Liu acknowledged that the path to mainstream adoption for world models would likely be longer than it had been for large language models, which took more than two decades to reach the mainstream after an early breakthrough in 2003. He expected the next twelve months to focus primarily on technical breakthroughs in the laboratory. But he was undeterred. "I'll pour absolute, undivided energy entirely into R&D until I successfully build a world model that's commercially viable," he said. "That day is coming, without a doubt." Video Rebirth was already raising a new funding round in July. The bet was that a small team with the right architecture and the right founder could move faster than the giants, and that the physical world, unlike language, was still a frontier where speed and focus might matter more than scale.
Citações Notáveis
Even though it was only 2024, I felt that the large language model space had become very crowded, with tech giants already locking down their positions. Physical AI, meanwhile, was a completely blank canvas.— Liu Wei, cofounder and CEO of Video Rebirth
I'll pour absolute, undivided energy entirely into R&D until I successfully build a world model that's commercially viable. That day is coming, without a doubt.— Liu Wei
A Conversa do Hearth Outra perspectiva sobre a história
Why did Liu leave Tencent? He had a senior position, real resources, a paycheck.
He saw the industry shifting. Language models were already locked down by the giants. But in early 2024, when OpenAI showed Sora, he realized physical AI—teaching machines to understand how the real world actually works—was still open. That's a rare window.
But Video Rebirth is tiny. Thirty people. How do you compete with Google and Meta on something this expensive?
Cost efficiency. Liu built a technique called multi-step sampling loss that lets the model anticipate errors and correct them faster, requiring fewer computational steps. OpenAI was burning $15 million a day on Sora. Video Rebirth claims Bach costs significantly less per video.
And it actually works? The model is good?
It ranked sixth on a major AI video leaderboard—highest of any startup, cheapest to run in the top ten. It can generate forty-five-second videos with physics that hold together. Objects don't morph. Gravity works. That matters for advertisers and filmmakers.
So Bach is the product. What's the real play?
Olympus. A world model launching by end of 2026. It would generate interactive 3D environments from text, with sound. Not just pretty—physically accurate enough to train autonomous vehicles or robots in scenarios they've never seen.

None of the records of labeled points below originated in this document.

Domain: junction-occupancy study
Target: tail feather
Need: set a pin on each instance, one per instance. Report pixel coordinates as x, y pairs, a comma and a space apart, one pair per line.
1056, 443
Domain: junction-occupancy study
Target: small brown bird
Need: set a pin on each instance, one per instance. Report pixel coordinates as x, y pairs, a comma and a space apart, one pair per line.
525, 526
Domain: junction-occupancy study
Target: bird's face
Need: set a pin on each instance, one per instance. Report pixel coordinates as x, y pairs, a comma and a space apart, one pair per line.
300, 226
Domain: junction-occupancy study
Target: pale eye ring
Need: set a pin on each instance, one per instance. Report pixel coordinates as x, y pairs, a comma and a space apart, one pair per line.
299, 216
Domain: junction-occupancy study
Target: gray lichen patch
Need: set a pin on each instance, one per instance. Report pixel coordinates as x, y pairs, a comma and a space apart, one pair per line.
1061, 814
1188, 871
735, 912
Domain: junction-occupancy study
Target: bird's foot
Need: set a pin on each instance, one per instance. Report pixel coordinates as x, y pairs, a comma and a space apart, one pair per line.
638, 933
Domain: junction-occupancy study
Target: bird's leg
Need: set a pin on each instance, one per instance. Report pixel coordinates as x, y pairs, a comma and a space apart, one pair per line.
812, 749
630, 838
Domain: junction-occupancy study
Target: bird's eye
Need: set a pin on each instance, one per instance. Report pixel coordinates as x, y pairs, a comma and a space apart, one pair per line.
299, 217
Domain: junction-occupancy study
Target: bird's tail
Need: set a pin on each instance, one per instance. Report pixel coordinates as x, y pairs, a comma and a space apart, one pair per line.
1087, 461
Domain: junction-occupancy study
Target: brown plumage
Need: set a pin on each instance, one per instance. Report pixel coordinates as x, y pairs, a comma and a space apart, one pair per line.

That sounds like science fiction.
It does. But Waymo is already using world models to test self-driving cars. Google's Genie 3 spooked gaming stocks when it launched. The technology is real. The question is whether a thirty-person startup can build something commercially viable before the giants do.
Why would investors believe in that?
Liu's track record. Ph.D. from Columbia, researching machine learning since 2007, senior researcher at Tencent. His cofounders came from Tencent's AI Lab, JPMorgan, and Abu Dhabi's G42. These aren't gamblers. They're betting on the founder and the moment.